8.- Ajuste de los mandos. En muchos casos los controles de la moto están sujetos a componentes que sufren desgaste, es el caso de los embragues y frenos. Algunos modelos están diseñados con sistemas de tensado automático pero otros van perdiendo el tacto con los kilómetros. Lo peor de esto es que el conductor habitual no suele ser consciente porque se acostumbra al cambio progresivo de funcionamiento, pero cuando en un taller revisan los mandos y ajustan los tensados, la sensación al conducirla de nuevo es la de estar estrenando moto. Puedes hacerlo tú mismo si eres mínimamente manitas: ajusta los cables apretando sus tensores hasta que el juego libre de la maneta o del pedal sea mínimo. Nunca lo dejes tan ajustado que el juego sea “cero”: peor que llevar un cable destensado es tensarlo de más; procura dejar un milímetro o dos de juego. En el caso del cable del acelerador también sucede a menudo, pero no es tan fácil de solucionar. Un buen mecánico sabrá aconsejarte.

9.- No escatimes en las revisiones. Quien más quien menos tiene que mirar mucho el dinero y con frecuencia la gente acude al taller con el encargo de “cámbiame el aceite” y punto. No es buena idea si quieres que la moto te dure y funcione siempre perfectamente. Lo primero, sigue las instrucciones del plan de mantenimiento de la marca; y lo segundo, deja al mecánico que valore qué operaciones debe realizar, no le escatimes; el ya sabe que si quiere conservar un cliente debe ajustar los costes, pero al mismo tiempo hacer que el consumidor esté satisfecho con el resultado.

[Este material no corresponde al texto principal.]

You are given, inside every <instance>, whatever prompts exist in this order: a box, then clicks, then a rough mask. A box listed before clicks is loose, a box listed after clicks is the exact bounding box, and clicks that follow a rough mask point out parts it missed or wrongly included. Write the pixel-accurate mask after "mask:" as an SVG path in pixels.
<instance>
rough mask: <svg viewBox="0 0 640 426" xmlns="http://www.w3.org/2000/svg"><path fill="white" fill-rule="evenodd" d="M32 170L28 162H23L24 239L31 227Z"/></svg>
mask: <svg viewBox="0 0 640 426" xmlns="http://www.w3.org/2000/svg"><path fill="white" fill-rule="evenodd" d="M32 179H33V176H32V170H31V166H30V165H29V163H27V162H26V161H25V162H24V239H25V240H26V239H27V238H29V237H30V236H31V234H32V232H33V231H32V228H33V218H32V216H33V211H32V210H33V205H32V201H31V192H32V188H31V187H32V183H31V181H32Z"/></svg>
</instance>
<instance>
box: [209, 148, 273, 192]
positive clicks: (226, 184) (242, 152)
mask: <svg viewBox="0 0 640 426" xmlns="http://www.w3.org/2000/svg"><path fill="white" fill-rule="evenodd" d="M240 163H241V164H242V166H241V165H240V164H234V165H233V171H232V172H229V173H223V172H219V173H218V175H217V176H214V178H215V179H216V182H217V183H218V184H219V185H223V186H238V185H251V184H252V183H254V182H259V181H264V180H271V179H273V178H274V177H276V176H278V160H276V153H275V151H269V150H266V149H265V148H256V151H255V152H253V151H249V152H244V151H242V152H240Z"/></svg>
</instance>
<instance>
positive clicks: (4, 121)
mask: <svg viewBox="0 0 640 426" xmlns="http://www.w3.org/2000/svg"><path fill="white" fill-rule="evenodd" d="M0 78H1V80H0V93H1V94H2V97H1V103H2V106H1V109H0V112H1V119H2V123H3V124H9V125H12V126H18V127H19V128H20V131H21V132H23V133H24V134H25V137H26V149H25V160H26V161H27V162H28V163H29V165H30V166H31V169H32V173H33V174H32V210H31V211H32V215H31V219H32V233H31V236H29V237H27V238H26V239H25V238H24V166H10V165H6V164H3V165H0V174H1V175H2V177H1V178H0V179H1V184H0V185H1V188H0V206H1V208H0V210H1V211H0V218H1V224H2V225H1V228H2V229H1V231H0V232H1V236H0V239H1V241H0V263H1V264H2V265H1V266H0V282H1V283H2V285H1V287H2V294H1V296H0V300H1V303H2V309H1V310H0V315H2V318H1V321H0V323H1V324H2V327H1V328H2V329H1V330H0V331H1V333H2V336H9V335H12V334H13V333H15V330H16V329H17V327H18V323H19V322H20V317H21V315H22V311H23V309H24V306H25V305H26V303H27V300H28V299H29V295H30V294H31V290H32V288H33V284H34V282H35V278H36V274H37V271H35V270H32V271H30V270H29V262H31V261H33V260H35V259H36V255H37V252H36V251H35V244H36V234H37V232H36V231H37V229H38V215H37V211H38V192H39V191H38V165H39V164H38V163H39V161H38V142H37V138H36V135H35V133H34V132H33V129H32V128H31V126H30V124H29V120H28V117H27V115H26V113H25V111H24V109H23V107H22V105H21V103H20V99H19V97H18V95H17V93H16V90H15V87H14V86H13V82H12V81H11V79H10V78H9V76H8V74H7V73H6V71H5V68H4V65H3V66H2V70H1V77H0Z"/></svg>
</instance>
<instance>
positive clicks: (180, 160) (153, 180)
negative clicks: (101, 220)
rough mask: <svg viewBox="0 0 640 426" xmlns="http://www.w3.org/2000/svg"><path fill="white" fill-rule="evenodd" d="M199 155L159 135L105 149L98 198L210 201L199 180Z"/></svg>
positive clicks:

10.- Selecciona el aparcamiento. Una moto que vive a la intemperie está expuesta a todo: desde viento, suciedad, lluvia o pis de perro hasta el lamentable vandalismo de los impresentables que en hay todas partes. Fíjate en las motos que pasan mucho tiempo aparcadas en la calle y verás que muchas tienen el asiento rajado, y eso es sólo un ejemplo. Muchas veces el viento o los coches las tiran, los transeúntes se enganchan con sus espejos o manillares, e incluso las escupen o decoran con pintadas. Si quieres que tu moto dure guárdala en un garaje cerrado y cuando pise la calle no la dejes en sitios que no te inspiren confianza.